For further information about the Nonprofit and Public Management Summer Fellowship Program, call 617-495-6421 or e-mail se@hbs.edu.


Full Circle

Now in its twentieth year, the Nonprofit and Public Management Summer Fellowship Program has come full circle as its alumni take advantage of the opportunity to employ interns from the current generation of HBS students. Jessica D. Porten (HBS '02) spent her summer working with former fellow Dan Katzir (MBA '91), director of The Broad Foundation, a Los Angeles–based venture philanthropy organization that funds innovative efforts to improve governance, management, and labor relations in large urban school systems.

Both Porten and Katzir share a passionate commitment to K–12 education.
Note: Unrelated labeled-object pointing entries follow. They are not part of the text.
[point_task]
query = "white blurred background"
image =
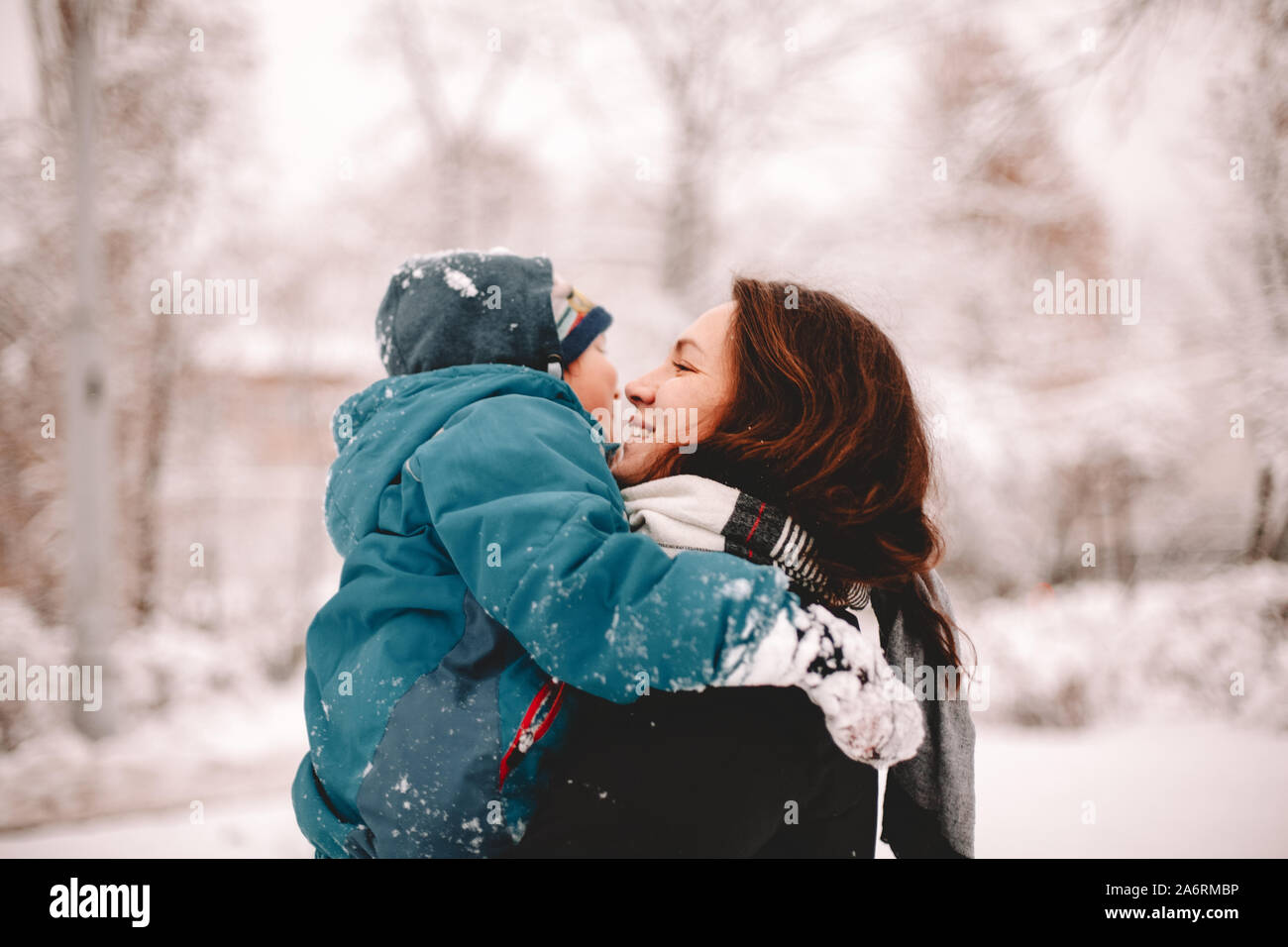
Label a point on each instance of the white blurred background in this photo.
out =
(930, 162)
Before he attended HBS, Katzir worked on a pro bono education project at Bain & Co. "I found it fascinating that the business skills I was learning at Bain were so applicable to public education," he recalls. "I wanted to come to HBS to build on those skills and continue to work on the issues facing education today." Katzir spent his fellowship summer interning at the newly founded Teach for America and joined the organization after HBS as its first COO. After working with other education management programs, he was tapped for the top spot at The Broad Foundation when it opened its doors in 1999. Porten's interest in The Broad Foundation stemmed from her own commitment to education, coupled with the desire "to work with an organization that was really trying to change things." Her internship included working in the field with some of the Foundation's grantees, as well as developing an internal system to evaluate their success and that of the Foundation as a whole.
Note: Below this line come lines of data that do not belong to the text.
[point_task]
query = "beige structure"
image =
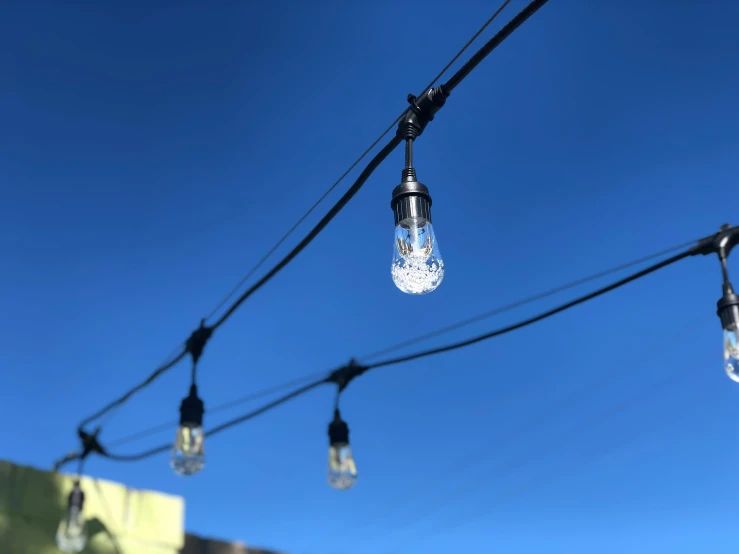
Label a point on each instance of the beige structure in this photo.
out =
(120, 520)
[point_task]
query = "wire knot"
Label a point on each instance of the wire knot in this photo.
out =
(197, 341)
(422, 111)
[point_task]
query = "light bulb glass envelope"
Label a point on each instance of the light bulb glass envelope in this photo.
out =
(731, 351)
(342, 471)
(188, 452)
(71, 535)
(417, 266)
Highlighting the mutually beneficial arrangement that characterizes the relationship between nonprofit organizations and HBS fellows, Katzir states, "We needed help evaluating the success of our grants and the Foundation's overall portfolio. Our goal was that an intern would take away a sense of how strategic philanthropy works in education, in addition to feeling that she was part of a fun, hardworking start-up organization committed to improving K–12 public education." By all indications, Porten's experience was just that. "It made a big difference to me that Dan went to HBS," she remarks. "It was amazing to watch him in action and learn that an organization can maintain a social mission while managing its day-today activities in a businesslike way. He made it easy to feel that what I was doing was having a significant impact on society."
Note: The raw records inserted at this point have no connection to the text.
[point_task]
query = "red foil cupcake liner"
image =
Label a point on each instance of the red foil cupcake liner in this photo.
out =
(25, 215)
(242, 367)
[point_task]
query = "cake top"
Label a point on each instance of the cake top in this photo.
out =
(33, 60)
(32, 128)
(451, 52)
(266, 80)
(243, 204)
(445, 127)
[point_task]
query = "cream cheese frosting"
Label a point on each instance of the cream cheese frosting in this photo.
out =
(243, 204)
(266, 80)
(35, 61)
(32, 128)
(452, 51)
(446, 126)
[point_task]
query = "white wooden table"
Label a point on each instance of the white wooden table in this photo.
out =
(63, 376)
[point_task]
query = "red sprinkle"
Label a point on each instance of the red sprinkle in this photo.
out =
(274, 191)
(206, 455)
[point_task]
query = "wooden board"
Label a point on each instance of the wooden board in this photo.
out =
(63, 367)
20th Anniversary Dinner Marks Milestone

In October, dozens of nonprofit fellows from years past returned to HBS, joining many of last summer's fellows for a gala dinner celebrating the program's twentieth year. In photo at left are Professor Regina Herzlinger, an early advisor to the program's founders; John Whitehead (MBA 11/'47), provider of initial funding and ongoing support for the Initiative on Social Enterprise (ISE); Robert Halperin and Nathaniel Foote, who together started the program while HBS students; Stacey Childress, director of the ISE; and Dean Kim Clark. In photo at right are nonprofit fellow Ipsita Dasgupta (HBS '02), who worked with Women's World Banking last summer, flanked by her fellowship's donor, Fred Weintz (MBA '51) (at right), and his son Karl (MBA '96).